In her report, Ms Gray found the Prime Minister – who was slapped with a fine by police for attending his own birthday bash in June 2020 when indoor mixing was forbidden – attended a number of leaving-dos in No 10 during the lockdown months in England, often giving speeches about departing officials.
But he has insisted these were work events – a conclusion he said was backed up by the Metropolitan Police opting not to fine him for being present at such gatherings – which only became raucous after he left, with Ms Gray detailing excessive drinking and altercations at one such gathering.

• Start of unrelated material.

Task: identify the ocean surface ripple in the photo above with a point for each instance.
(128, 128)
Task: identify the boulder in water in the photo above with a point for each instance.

According to The Daily Telegraph, Ms Kearns has also handed in a no-confidence letter to Sir Graham Brady, chairman of the 1922 Committee of backbench Tory MPs, but she did not explicitly state that in her Facebook post.
Her alleged involvement in January in a plan by a group of 2019 intake Tories to oust Mr Johnson saw the reported schemers given the nickname of the “pork pie plot” due to Ms Kearns representing Melton Mowbray.
In her social media post, Ms Kearns added: “To say we just need to ‘move on’ is to treat with contempt and disregard the sacrifices of … our entire country.
“My position remains unchanged since January, and the Prime Minister continues not to hold my confidence.”
The growing backbench pressure comes as polling company YouGov produced new modelling which suggested the Conservatives would lose all but three of 88 “battleground” constituencies if a general election were held on Saturday, putting Mr Johnson’s majority in jeopardy.
The predicted outcome would see Mr Johnson’s own Uxbridge and South Ruislip seat “likely fall” into Labour hands and Red Wall seats such as Blyth Valley and Stoke-on-Trent North also revert back to Sir Keir Starmer’s opposition outfit.
Only Ashfield, Bassetlaw, and Dudley North would remain blue, according to YouGov.
A separate poll by Opinium found that Mr Johnson’s net approval rating had dropped by two points to minus 30 since Ms Gray’s report landed on Wednesday and more than half of the 2,000 UK adults surveyed thought he should resign.
That opinion was backed by Sir Bob who said a “change in leadership is required” if trust in the office of Prime Minister and the political process was to be restored following the so-called partygate saga.
In a post on his website, the former minister declared that he did not think the Prime Minister’s explanations were “credible” for why he attended events in No 10 while the rest of the country was subject to rules that “caused real pain”.
A vote on the Prime Minister’s future will be held if 54 of his MPs write to Sir Graham demanding a confidence vote in their leader.
At least 20 Tories have publicly called for his resignation so far, although more may have penned letters given it is a secret process.
Friday also saw Home Secretary Priti Patel’s parliamentary aide, Tory MP Paul Holmes, quit the role due to the “toxic culture” in No 10 uncovered by Ms Gray.
Despite facing criticism over his partygate defence, the Prime Minister chose to announce changes to the ministerial code on Friday in a move his rivals said watered down punishments for ministers.
An update said ministers will not automatically lose their jobs if they breach the standards code, and can instead apologise or possibly have their salary suspended instead.
Chris Bryant, the Labour chairman of the Commons Standards Committee, labelled the changes a “disgrace”.